How do venv and pip interact?

They’re both the part of standard python tooling, tackle very different problems, and play together really well. You’re encouraged to use pip for installing packages within virtual environments.

pip-tools

pip-tools is packaging two different tools: pip-compile and pip-sync.

They’re relatively simple, but tackle a very important problem - keeping your environment reproducible and consistent. People who care about it the most are production engineers.

The most common way to define dependencies is to create a requirements.txt file and list them with specific versions. These dependencies often have other dependencies not listed in requirements.txt.

Unlisted dependencies cause several problems. The most common one is running different package versions in different environments (1). The second most common is running different environments, depending on the time you’ve created them (2). Both eventually lead to the app breaking inconsistently (e.g. uninstalling a package will leave its dependencies in the existing environment, but they won’t exist if I create a new environment and install everything from requirements.txt).

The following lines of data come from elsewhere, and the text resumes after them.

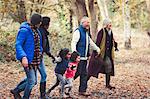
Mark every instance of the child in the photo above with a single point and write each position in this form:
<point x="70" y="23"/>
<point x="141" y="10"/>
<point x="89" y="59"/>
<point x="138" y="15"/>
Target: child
<point x="71" y="70"/>
<point x="60" y="69"/>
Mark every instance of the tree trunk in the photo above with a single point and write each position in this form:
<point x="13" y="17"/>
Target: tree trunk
<point x="21" y="11"/>
<point x="127" y="24"/>
<point x="81" y="9"/>
<point x="78" y="8"/>
<point x="94" y="19"/>
<point x="103" y="9"/>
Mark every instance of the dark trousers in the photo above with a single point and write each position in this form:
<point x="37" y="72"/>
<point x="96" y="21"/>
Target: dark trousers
<point x="107" y="79"/>
<point x="55" y="85"/>
<point x="82" y="72"/>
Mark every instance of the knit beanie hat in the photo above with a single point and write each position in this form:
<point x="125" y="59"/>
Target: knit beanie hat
<point x="36" y="19"/>
<point x="63" y="52"/>
<point x="45" y="21"/>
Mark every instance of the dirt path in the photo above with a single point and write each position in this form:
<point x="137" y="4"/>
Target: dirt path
<point x="132" y="79"/>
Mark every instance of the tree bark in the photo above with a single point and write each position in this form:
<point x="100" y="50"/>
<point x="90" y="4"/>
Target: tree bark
<point x="127" y="24"/>
<point x="94" y="19"/>
<point x="103" y="9"/>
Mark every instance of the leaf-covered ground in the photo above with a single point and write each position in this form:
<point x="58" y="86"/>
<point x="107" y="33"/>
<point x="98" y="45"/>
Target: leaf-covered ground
<point x="132" y="75"/>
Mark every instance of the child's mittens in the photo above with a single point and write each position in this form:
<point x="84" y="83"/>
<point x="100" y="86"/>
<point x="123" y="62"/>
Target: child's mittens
<point x="116" y="46"/>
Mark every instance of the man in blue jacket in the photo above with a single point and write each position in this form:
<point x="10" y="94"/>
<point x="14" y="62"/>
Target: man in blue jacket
<point x="29" y="53"/>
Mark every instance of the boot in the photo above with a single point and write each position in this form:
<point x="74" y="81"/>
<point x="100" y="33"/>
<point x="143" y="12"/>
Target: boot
<point x="15" y="94"/>
<point x="108" y="82"/>
<point x="43" y="90"/>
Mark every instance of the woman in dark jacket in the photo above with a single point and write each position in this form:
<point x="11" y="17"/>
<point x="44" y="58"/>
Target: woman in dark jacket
<point x="104" y="63"/>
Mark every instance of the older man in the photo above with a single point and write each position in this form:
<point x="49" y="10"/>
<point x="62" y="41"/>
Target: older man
<point x="81" y="43"/>
<point x="106" y="42"/>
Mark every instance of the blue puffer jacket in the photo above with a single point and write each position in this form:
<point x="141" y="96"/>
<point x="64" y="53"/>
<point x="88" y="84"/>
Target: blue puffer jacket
<point x="25" y="43"/>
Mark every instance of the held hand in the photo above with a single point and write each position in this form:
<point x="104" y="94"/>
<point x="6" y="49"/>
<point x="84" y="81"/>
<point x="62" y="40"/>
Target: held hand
<point x="25" y="62"/>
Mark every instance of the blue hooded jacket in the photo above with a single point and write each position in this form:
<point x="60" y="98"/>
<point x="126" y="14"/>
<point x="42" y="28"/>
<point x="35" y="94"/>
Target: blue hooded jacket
<point x="25" y="42"/>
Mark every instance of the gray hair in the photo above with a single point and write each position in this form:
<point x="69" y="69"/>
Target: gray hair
<point x="85" y="18"/>
<point x="106" y="21"/>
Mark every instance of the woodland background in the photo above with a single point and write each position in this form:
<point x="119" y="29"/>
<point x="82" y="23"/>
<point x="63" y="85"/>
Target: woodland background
<point x="131" y="27"/>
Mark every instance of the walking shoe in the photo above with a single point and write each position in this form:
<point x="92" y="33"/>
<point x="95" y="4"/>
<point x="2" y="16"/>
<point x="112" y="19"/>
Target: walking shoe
<point x="84" y="94"/>
<point x="110" y="87"/>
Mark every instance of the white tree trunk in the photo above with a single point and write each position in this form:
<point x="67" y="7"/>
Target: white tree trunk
<point x="148" y="4"/>
<point x="103" y="8"/>
<point x="127" y="24"/>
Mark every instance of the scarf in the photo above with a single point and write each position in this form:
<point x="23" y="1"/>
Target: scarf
<point x="103" y="44"/>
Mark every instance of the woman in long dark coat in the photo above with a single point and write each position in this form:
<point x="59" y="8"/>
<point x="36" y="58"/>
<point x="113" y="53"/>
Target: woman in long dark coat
<point x="104" y="63"/>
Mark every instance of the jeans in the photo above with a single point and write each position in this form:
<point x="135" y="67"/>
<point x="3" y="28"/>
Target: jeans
<point x="31" y="74"/>
<point x="82" y="72"/>
<point x="69" y="84"/>
<point x="21" y="86"/>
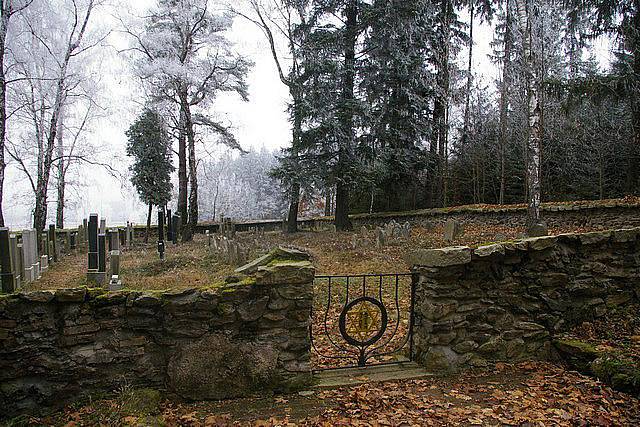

Pip-compile takes setup.py/requirements.in file and compiles a requirements.txt with all dependencies locked to specific versions. Some tools (npm, yarn, bundle) call it a lockfile. It solves the first problem I’ve described.

Pip-sync takes a compiled requirements.txt and ensures that your current environment has exact versions and only packages defined in the requirements.txt. It solves the second problem I’ve described.

Problems pip-tools solve:

  • Environment reproducibility

How does pip-tools interact with pip and other tools?

pip-tools is a composable tool that solves one specific problem - environment reproducibility. It is designed to be installed inside a virtual environment (created by venv) and wraps pip to install defined packages.

pyenv

Python became a wildly popular language and all major operating systems started building on top of it and bundling it out of the box. That’s why you can just type python in your terminal on a freshly installed Linux or Mac OS without installing it yourself.

But user applications are built in python, too. And they often need a different version of python! Combination of these two created the need to somehow run different versions of python, depending on the application.

Pyenv was created to solve the problem of installing and switching between different versions of python on the same machine.

It’s a handy tool on developer machines because it keeps the system version of python (needed for the OS to run properly), but can install and switch between different versions for different applications (based on current path, user etc.).

Here’s an example of switching between system version and 3.6.3. Running pyenv local 3.6.3 will remember to activate version 3.6.3 next time you navigate to that directory.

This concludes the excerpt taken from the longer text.